En 1956, Morand cite parmi ses écrivains favoris, Jean Genet... A propos de gouts qu'il ne partageait pas, il n'était pas dupe des poses de Montherlant. Il écrit le 9 juillet 1957: << Peut-être que Montherlant fait-il le flambard, et a-t-il perdu plus de temps qu'il ne dit à chasser le jeune garçon par les rue?>>. Comme quoi la république des lettres n'ignorait rien des galipettes pédophiles de l'auteur des « célibataires » et ceci bien avant la biographie de Sipriot. En 1958, lettre 412, Morand invite Roger Peyrefitte à déjeuner... L'homophobie de Morand semble plus réservé à ses écrits qu'à ses actes. Mais elle exulte particulièrement dans une lettre (663) sur le mariage de la princesse Margaret (il y a parfois dans les lettres de Morand un coté « Point de vue, images du monde », c'est son snobisme proustien...), lettre qu'il termine en annonçant fièrement qu'il a réussi un joli bouquet avec les lilas de son jardin... Chardonne lui répond qu'il sort d'un déjeuner où ils en étaient tous, ce qui nous vaut au passage un outing de René Tavernier (je ne suis pas sûr que son fils, Bertrand Tavernier appréciera). Ce qui confirme ce que m'avait raconté Gérard Blain que le professeur et protecteur passager dans son film autobiographique « Un enfant dans la foule » n'était autre que René Tavernier... 

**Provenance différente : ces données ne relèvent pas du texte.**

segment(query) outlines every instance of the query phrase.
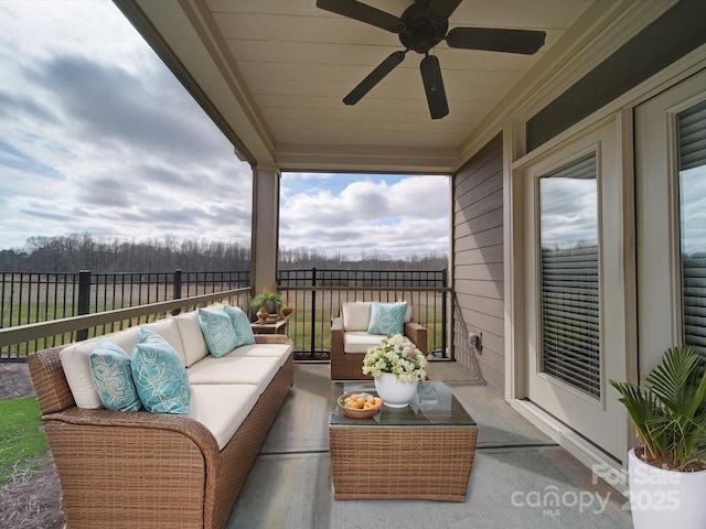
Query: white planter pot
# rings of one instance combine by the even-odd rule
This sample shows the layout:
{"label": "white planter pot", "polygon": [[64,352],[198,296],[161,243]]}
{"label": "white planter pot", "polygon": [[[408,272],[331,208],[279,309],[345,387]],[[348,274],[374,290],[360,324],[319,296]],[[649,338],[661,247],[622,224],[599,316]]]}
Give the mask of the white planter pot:
{"label": "white planter pot", "polygon": [[628,452],[630,508],[635,529],[706,528],[706,471],[656,468]]}
{"label": "white planter pot", "polygon": [[418,381],[403,382],[392,373],[382,373],[375,378],[375,390],[385,406],[404,408],[417,393],[418,384]]}

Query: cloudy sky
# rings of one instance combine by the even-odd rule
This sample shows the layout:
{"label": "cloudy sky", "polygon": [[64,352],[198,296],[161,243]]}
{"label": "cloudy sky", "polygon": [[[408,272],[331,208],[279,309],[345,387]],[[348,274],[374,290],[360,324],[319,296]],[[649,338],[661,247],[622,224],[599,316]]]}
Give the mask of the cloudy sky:
{"label": "cloudy sky", "polygon": [[[0,249],[84,233],[249,245],[249,166],[111,2],[0,0]],[[280,246],[446,252],[448,185],[285,174]]]}

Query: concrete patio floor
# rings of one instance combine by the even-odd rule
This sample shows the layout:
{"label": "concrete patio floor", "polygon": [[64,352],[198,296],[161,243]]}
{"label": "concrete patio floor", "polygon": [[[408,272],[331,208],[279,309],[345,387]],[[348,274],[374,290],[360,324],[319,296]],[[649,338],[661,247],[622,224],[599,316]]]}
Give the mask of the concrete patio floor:
{"label": "concrete patio floor", "polygon": [[[620,528],[624,497],[454,363],[436,361],[479,425],[466,503],[335,500],[330,476],[327,364],[298,364],[291,389],[231,514],[227,528]],[[364,447],[361,447],[364,450]],[[400,462],[404,464],[404,462]]]}

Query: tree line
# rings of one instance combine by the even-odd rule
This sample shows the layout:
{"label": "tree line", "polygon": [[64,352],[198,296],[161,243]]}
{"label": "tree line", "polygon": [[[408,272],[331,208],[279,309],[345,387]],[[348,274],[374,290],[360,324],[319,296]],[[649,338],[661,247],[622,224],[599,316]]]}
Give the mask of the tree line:
{"label": "tree line", "polygon": [[[395,259],[368,252],[350,260],[336,253],[300,247],[281,248],[280,270],[307,268],[365,270],[441,270],[448,268],[443,253],[408,256]],[[55,237],[30,237],[23,248],[0,250],[3,272],[164,272],[181,269],[190,272],[249,270],[250,248],[239,242],[207,240],[147,239],[142,241],[106,240],[88,234]]]}

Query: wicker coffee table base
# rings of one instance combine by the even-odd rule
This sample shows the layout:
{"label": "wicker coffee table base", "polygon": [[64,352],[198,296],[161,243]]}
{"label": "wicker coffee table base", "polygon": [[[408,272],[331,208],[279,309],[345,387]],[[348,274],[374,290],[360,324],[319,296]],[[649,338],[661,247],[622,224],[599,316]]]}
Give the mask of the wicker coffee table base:
{"label": "wicker coffee table base", "polygon": [[474,427],[331,425],[335,499],[466,501]]}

Mais les phobies des deux hommes ne sont que l'écume de ces 1200 pages de correspondance. Elles contiennent bien autres choses d'abord le portrait en creux des deux épistoliers et celui du monde littéraire en France dans l'après guerre. Dans ce domaine c'est surtout Chardonne qui documente l'échange car il est aux premières loges, à la fois auteur et éditeur. Alors que Morand, immense lecteur, glisse des critiques littéraires dans presque tous ses envois. La politique française et internationale tiennent également une large place. Morand se souvient qu'il a été aussi jadis un diplomate de haut vol, même si l'on ne peut pas dire que ses prédictions géopolitiques aient été confirmées par l'Histoire. Il surestimait grandement le péril soviétique, mais à sa décharge c'était le lot commun.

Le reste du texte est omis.